HOUSTON — The head of Compaq Computer Corp. told employees that the company is exploring the company’s future prospects should its $24 billion merger with Hewlett-Packard Co. fall through.
Last weekend Michael D. Capellas, chief executive of Compaq, e-mailed a memo to employees explaining that the Houston-based computer maker must “maintain a pragmatic view of our business and a clear focus on the future” given opposition by the Hewlett and Packard families to the merger.
Capellas said in the memo that Compaq would focus on large corporate customers with packages of software, hardware and related services “whether we are part of the new HP or a stand-alone company.”
He also reiterated his support of the merger.
“Although we are disappointed, we continue to believe that the merger is in the best interests of shareholders, employees, customers and partners,” Capellas wrote.
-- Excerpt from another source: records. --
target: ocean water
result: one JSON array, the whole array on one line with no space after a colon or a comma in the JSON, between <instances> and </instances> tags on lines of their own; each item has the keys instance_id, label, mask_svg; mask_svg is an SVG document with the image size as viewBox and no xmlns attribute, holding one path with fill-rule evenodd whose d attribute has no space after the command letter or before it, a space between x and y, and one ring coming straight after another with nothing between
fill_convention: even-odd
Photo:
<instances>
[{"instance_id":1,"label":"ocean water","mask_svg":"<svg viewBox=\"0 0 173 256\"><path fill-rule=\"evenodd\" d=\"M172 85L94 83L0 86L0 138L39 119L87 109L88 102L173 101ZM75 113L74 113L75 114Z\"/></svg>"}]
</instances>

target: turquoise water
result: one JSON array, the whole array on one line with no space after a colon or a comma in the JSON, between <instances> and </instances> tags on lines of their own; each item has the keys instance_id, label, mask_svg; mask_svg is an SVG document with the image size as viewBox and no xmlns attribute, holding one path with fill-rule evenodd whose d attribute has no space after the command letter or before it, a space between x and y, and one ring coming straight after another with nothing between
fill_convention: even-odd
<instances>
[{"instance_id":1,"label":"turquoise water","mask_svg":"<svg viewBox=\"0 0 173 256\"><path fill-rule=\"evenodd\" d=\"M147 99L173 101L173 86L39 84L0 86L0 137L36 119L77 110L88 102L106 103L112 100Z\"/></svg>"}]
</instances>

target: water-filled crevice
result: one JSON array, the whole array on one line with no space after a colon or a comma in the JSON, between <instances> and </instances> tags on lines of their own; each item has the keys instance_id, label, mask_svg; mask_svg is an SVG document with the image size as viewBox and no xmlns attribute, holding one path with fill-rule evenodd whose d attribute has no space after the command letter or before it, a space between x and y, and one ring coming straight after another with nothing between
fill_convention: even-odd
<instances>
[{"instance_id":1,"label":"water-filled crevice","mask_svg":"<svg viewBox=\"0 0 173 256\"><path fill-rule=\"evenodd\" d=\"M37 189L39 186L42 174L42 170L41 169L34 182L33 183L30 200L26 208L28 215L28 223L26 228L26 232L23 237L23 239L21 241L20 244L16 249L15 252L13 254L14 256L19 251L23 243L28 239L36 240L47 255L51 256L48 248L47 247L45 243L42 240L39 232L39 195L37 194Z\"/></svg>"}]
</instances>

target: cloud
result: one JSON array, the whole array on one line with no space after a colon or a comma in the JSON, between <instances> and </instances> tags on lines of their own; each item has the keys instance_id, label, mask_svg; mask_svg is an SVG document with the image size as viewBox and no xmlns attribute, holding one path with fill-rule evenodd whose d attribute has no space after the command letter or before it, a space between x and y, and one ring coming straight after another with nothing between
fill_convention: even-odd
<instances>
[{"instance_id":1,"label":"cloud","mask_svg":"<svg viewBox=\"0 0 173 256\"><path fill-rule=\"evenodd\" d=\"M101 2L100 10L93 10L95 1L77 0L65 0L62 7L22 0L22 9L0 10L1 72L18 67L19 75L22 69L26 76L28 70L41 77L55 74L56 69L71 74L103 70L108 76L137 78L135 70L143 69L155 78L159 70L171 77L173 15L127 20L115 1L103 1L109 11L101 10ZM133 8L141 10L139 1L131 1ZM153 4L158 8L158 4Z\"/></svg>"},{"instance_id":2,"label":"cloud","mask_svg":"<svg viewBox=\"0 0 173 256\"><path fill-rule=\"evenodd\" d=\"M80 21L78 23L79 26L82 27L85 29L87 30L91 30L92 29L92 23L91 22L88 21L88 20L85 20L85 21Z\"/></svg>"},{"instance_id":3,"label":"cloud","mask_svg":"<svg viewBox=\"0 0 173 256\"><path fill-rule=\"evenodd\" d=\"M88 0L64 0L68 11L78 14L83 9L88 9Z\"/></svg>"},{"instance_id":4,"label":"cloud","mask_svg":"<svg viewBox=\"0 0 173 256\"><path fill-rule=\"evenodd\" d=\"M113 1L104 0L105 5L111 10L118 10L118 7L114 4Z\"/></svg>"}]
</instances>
The Hewlett and Packard families, which control 18 percent of HP stock, have both said they oppose the deal. The David and Lucile Packard Foundation, which holds 10.4 percent of HP shares, said Friday its interests would be better served without the deal.
HP and Compaq say they will continue to talk up the benefits of the deal in hopes of ultimately winning shareholder support. If either company were to pull out of the deal, it would owe the other $675 million.
Analysts have said for the deal to win approval at this point, two-thirds of HP’s institutional investors would have to vote yes.
HP shares were down 99 cents, or 4 percent to $22.01 in trading on the New York Stock Exchange, where Compaq shares were off 21 cents, or 2 percent to $9.49.